Changement de paradigme avec DŸSE qui investit le Foyer quelques minutes après l’orgasmique prestation de Victor Griffin. Ces deux lascars œuvrent dans un registre pas très éloigné de celui des Cyborgs. C’est un gros fourre-tout sonique quelque part entre le garage rock et le heavy. Les Teutons s’illustrant entre les deux grosses pointures de ce premier jour à l’heure où le public avait envie de prendre des munitions pour Pentagram, de pisser ou de croquer un moreau, ce ne fût pas l’émeute devant la scène pour leur show qui contrastait assez avec le reste de l’affiche de ce festival. Bref nous avons assisté à un concert pas franchement mal foutu, mais qui ne nous marqua pas spécialement en regard de ce à quoi nous avons assisté durant ces trois jours de jouissance pour nos oreilles.

[Pentagram]

Place à la tête d’affiche incontestable de cette première journée du DesertFest, avec PENTAGRAM qui monte sur scène de manière quasi-cérémonieuse. On constate d’abord l’absence annoncée du vétéran Victor Griffin, qui s’est détaché du ‘Ram depuis quelques mois pour se concentrer sur sa carrière solo (voir chronique plus haut), remplacé par un petit jeune, Matt Goldborough. L’instru de « Day of reckoning » commence, et le maître de cérémonie Bobby Liebling monte sur scène de manière théâtrale, pour lancer un « Forever my queen » assez réussi. Dire que le bonhomme est très en voix serait un peu abusif : à 60 balais, tenir la scène comme il le fait tient déjà de l’exploit… Et puis Pentagram n’a jamais été connu pour la performance vocale de Leibling, mais plutôt pour sa prestance, son charisme et ses vocaux hantés. Et pour ça, on en a pour notre argent ! Maquillé, le cheveu gris hirsute, doté d’une chemise d’un ancien temps, il fait le job sans problème. Difficile d’en juger sur les derniers titres (nous avons noté au minimum 2 morceaux issus de leur « Last Rites » de 2011 – « Turning to night » et « Treat me right »), mais sur les grands classiques du groupe, on a beau noter le vocaliste un peu à la peine pour tenir les notes les plus longues, il n’en démérite pas pour autant : sourires, grimaces maléfiques, danses improbables… Le show est au rendez-vous et le public s’éclate, le sourire jusqu’aux oreilles. Le petit nouveau assure bien à la gratte, sachant qu’il n’a que 2 ou 3 concerts maxi dans les pattes, nous n’avons pas noté de pain… Avec si peu d’expérience, on ne le comparera pas au père Griffin, mais il fait le job, tout comme ses collègues à la rythmique, qui se la donnent bien.
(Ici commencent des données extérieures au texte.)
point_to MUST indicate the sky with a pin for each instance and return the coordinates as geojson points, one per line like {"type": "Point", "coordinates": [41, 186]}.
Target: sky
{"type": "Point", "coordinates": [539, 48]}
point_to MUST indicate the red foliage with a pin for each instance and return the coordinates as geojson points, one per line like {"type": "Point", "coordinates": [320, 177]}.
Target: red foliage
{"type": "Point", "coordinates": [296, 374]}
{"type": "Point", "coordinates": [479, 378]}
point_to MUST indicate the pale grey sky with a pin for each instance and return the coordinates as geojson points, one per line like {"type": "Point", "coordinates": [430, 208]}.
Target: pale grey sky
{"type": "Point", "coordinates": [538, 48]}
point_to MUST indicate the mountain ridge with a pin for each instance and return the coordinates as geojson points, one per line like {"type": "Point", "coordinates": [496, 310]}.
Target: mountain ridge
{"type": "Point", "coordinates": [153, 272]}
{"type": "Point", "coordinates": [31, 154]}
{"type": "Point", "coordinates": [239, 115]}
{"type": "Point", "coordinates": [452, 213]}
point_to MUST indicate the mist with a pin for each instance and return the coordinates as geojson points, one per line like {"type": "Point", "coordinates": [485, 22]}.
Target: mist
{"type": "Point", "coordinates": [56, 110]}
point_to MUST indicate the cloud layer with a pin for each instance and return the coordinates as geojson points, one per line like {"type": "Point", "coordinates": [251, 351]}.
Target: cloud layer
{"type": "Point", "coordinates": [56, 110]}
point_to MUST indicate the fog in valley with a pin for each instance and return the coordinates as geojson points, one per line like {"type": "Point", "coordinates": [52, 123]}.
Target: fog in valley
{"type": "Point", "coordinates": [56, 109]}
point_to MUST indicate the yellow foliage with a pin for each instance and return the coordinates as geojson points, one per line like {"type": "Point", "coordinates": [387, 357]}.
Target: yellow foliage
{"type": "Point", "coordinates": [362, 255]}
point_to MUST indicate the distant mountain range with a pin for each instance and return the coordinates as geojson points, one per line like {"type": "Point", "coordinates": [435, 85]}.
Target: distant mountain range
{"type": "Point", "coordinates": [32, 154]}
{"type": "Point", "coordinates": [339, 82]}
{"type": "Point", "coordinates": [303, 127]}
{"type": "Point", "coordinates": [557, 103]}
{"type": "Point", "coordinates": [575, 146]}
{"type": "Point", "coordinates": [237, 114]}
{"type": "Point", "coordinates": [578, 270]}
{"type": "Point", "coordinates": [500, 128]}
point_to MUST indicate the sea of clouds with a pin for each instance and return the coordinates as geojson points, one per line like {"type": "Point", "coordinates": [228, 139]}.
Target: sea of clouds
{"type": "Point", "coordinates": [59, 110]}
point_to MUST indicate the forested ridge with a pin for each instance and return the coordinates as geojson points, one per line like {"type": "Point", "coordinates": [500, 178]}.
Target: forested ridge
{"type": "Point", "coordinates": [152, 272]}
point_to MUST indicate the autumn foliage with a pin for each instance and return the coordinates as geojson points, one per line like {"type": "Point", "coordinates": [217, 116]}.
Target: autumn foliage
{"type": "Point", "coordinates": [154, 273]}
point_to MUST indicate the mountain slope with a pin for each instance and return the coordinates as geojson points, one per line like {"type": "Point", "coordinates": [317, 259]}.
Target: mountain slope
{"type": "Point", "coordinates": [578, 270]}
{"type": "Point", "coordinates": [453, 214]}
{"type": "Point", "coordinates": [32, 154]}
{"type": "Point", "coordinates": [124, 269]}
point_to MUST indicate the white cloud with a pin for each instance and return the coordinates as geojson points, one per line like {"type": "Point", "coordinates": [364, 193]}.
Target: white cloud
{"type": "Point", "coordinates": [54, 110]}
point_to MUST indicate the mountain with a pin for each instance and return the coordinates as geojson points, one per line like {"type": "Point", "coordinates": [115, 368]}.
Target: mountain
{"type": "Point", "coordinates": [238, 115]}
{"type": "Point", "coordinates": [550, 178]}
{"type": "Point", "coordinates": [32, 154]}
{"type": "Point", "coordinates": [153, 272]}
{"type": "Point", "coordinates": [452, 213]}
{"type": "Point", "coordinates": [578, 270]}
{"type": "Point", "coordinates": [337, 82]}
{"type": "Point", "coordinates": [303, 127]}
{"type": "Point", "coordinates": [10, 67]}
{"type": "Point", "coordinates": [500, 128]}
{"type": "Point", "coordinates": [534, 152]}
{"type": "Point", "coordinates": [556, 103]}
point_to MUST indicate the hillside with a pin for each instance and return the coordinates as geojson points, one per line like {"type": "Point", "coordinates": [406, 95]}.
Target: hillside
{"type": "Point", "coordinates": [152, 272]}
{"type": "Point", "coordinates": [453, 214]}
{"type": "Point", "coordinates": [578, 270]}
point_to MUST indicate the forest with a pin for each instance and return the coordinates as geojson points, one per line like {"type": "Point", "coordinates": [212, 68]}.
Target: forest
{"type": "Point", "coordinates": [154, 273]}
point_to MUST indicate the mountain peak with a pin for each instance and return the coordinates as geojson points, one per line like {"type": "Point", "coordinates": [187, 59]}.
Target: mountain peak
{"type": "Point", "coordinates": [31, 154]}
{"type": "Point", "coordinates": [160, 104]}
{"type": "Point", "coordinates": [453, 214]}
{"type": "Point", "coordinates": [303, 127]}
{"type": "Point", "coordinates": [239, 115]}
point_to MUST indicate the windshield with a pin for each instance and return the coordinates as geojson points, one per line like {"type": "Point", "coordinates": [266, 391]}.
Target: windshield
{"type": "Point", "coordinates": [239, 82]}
Lorsqu’au rappel Leibling s’engage dans le plutôt rare « Be forewarned », le public est plutôt déstabilisé, mais la doublette de classiques « Sign of the wolf » et « When the screams come » termine ce concert de haute volée.

[Lonely Kamel]

Le sourire aux lèvres, le public s’engage vers la scène Foyer pour un dernier set pour la soirée, celui de LONELY KAMEL. Les norvégiens avaient annulé leur participation au Desertfest de l’an dernier en dernière minute, pour cause de maladie, et ils montent sur scène en cette fin de soirée en sachant qu’ils ont une revanche à prendre. Dotés d’une expérience scénique remarquable, le quatuor scandinave à la pilosité faciale affirmée envoie effectivement le bois. Avec une sorte de stoner psyche bien puissant, nappé de hard rock 70’s un peu bluesy parfois, le combo maîtrise son set à la perfection. Alors que le bassiste Stian n’est pas le plus expansif, à l’image de Thomas qui doit en plus assurer les vocaux, Lukas, lui, se la joue guitar hero et se lâche bien sur le côté droit de la petite scène. Le tout est tour à tour nerveux et enlevé, les passages plus planants succèdent aux riffs bien péchus. Le chant de Thomas, profond sans jamais sonner trop guttural, apporte un relief important aux morceaux. Au final, le set déchire bien, et nous pensons que si la fatigue cumulée de la journée ne nous avait pas pris en traître, on aurait encore plus apprécié. Un groupe à revoir au plus tôt sur scène, et en tout cas une excellente clôture pour cette journée qui a tenu toutes ses promesses.